Pakistan's government has suspended air strikes against Taliban militants. The decision followed a breakthrough agreement with the insurgent group to resume peace talks.
A day after the Talibani Pakistan agreed to a ceasefire, the Pakistani government reciprocated with the announcement of a halt to its airstrikes against the Islamist insurgent group.
"After the positive announcement yesterday by the Taliban, the government has decided to suspend the air strikes," Interior Minister Nisar Ali Khan said in a statement on Sunday.
However, there were reports of continued unrest in the country's northwest region despite the truce. According to news agency DPA, five extremists were killed in a helicopter raid on Sunday carried out by the Pakistani military. The assault occurred near Bara, which lies in the Khyber tribal region. The military offensive also included the targeting of a Taliban leader's hideout.

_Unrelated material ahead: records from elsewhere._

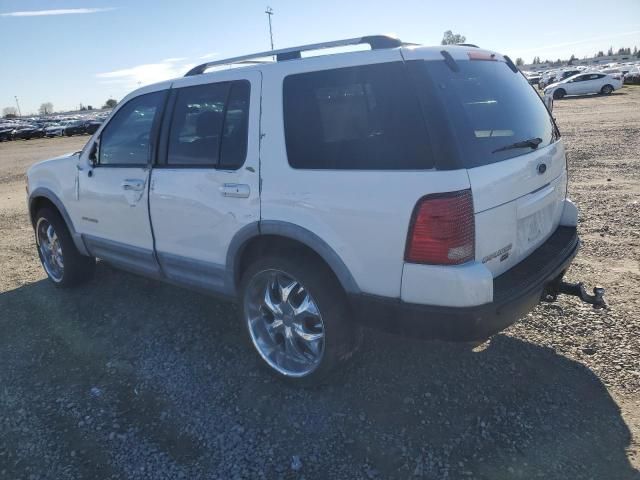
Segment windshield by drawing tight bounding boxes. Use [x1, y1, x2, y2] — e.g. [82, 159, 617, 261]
[413, 60, 555, 168]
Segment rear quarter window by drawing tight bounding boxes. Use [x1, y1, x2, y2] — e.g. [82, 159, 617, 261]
[408, 60, 556, 169]
[283, 62, 433, 170]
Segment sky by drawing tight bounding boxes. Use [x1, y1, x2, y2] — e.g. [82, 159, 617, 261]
[0, 0, 640, 114]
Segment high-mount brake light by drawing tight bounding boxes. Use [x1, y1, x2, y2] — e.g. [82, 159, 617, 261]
[405, 190, 475, 265]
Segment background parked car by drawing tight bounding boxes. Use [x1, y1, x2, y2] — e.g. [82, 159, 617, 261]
[544, 72, 622, 99]
[63, 120, 87, 137]
[44, 123, 64, 137]
[624, 65, 640, 85]
[0, 126, 15, 142]
[13, 125, 44, 140]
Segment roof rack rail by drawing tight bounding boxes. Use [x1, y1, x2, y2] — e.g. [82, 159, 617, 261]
[185, 35, 406, 77]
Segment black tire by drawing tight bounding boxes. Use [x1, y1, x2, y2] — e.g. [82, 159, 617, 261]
[239, 253, 362, 387]
[35, 207, 96, 288]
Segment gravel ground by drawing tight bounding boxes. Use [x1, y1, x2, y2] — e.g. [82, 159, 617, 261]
[0, 87, 640, 480]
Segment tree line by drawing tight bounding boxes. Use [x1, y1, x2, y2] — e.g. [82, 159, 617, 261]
[2, 98, 118, 118]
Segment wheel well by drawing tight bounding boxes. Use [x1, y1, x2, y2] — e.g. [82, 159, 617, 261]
[29, 197, 62, 224]
[234, 235, 344, 290]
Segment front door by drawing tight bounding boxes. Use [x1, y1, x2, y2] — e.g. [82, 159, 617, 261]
[77, 90, 167, 275]
[149, 71, 261, 294]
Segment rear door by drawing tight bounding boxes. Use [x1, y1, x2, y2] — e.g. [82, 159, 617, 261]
[409, 48, 566, 276]
[76, 90, 167, 275]
[150, 70, 261, 293]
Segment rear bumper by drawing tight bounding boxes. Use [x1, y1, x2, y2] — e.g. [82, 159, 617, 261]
[350, 227, 580, 341]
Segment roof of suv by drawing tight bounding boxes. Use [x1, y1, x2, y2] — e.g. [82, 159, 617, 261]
[120, 35, 504, 103]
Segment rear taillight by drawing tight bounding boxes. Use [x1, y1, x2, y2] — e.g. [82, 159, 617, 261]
[405, 190, 475, 265]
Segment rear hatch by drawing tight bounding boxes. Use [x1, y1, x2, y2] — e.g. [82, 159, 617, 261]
[403, 47, 566, 276]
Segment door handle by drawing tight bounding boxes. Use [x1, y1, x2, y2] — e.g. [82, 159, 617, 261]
[220, 183, 251, 198]
[122, 178, 144, 192]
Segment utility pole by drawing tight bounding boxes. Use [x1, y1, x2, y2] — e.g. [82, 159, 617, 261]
[264, 7, 273, 50]
[13, 95, 22, 117]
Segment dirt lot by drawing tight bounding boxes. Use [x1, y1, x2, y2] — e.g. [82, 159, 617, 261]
[0, 87, 640, 480]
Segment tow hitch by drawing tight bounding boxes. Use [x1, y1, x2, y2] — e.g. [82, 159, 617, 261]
[542, 278, 607, 308]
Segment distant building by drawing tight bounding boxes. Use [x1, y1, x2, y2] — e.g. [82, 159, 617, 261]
[521, 55, 640, 72]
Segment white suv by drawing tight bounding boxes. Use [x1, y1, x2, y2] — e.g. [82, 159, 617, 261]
[28, 36, 601, 382]
[544, 72, 622, 99]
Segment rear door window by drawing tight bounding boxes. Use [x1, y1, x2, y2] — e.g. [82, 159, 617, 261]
[283, 62, 433, 170]
[409, 60, 556, 169]
[167, 81, 250, 170]
[100, 91, 166, 166]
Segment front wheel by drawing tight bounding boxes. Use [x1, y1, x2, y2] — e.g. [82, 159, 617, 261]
[35, 207, 96, 287]
[600, 85, 613, 95]
[240, 255, 361, 385]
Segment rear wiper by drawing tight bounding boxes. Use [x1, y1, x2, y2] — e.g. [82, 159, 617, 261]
[491, 137, 542, 153]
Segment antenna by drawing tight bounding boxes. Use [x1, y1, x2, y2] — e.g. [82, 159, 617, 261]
[264, 6, 273, 50]
[14, 95, 22, 117]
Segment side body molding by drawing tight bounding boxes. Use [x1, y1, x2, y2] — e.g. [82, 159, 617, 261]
[29, 187, 89, 255]
[227, 220, 360, 294]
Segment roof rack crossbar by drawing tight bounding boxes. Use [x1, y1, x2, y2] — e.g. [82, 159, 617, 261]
[185, 35, 404, 77]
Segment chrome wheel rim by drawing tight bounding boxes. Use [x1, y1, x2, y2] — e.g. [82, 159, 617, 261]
[36, 218, 64, 282]
[243, 269, 325, 377]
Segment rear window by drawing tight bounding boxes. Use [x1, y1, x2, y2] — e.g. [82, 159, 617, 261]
[283, 62, 433, 170]
[409, 60, 556, 169]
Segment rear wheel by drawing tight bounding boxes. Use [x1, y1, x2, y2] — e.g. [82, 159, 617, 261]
[600, 85, 613, 95]
[35, 207, 96, 287]
[240, 255, 361, 385]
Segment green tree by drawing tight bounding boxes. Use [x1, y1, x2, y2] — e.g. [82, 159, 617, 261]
[441, 30, 467, 45]
[102, 98, 118, 108]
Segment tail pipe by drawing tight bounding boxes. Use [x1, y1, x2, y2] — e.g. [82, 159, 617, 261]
[542, 276, 607, 308]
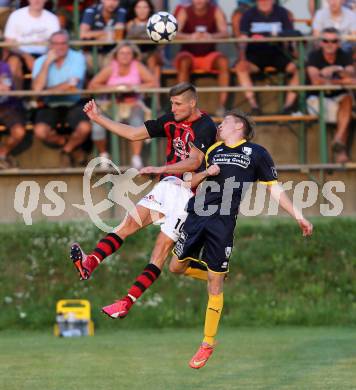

On Saturday, Tehrik-e-Taliban Pakistan (TTP) announced it had reinitiated peace talks with the government in Islamabad "with sincerity and for good purpose," according to the group's spokesperson, Shahidullah Shahid.
The lead negotiator for the Pakistani government, Irfan Sadiqui, hailed the decision as a "breakthrough."
The TTP is fighting to unseat Prime Minister Nawaz Sharif's government and establish its own Islamic rule of law in the country in a years-long conflict that has killed thousands of people. The group, which doesn't recognize the Pakistani constitution, has also called for the removal of all military forces in tribal areas and an end to US drone strikes.
Peace talks between the two groups were suspended in February in the wake of a deadly attack on Pakistan's military, which left 23 people dead.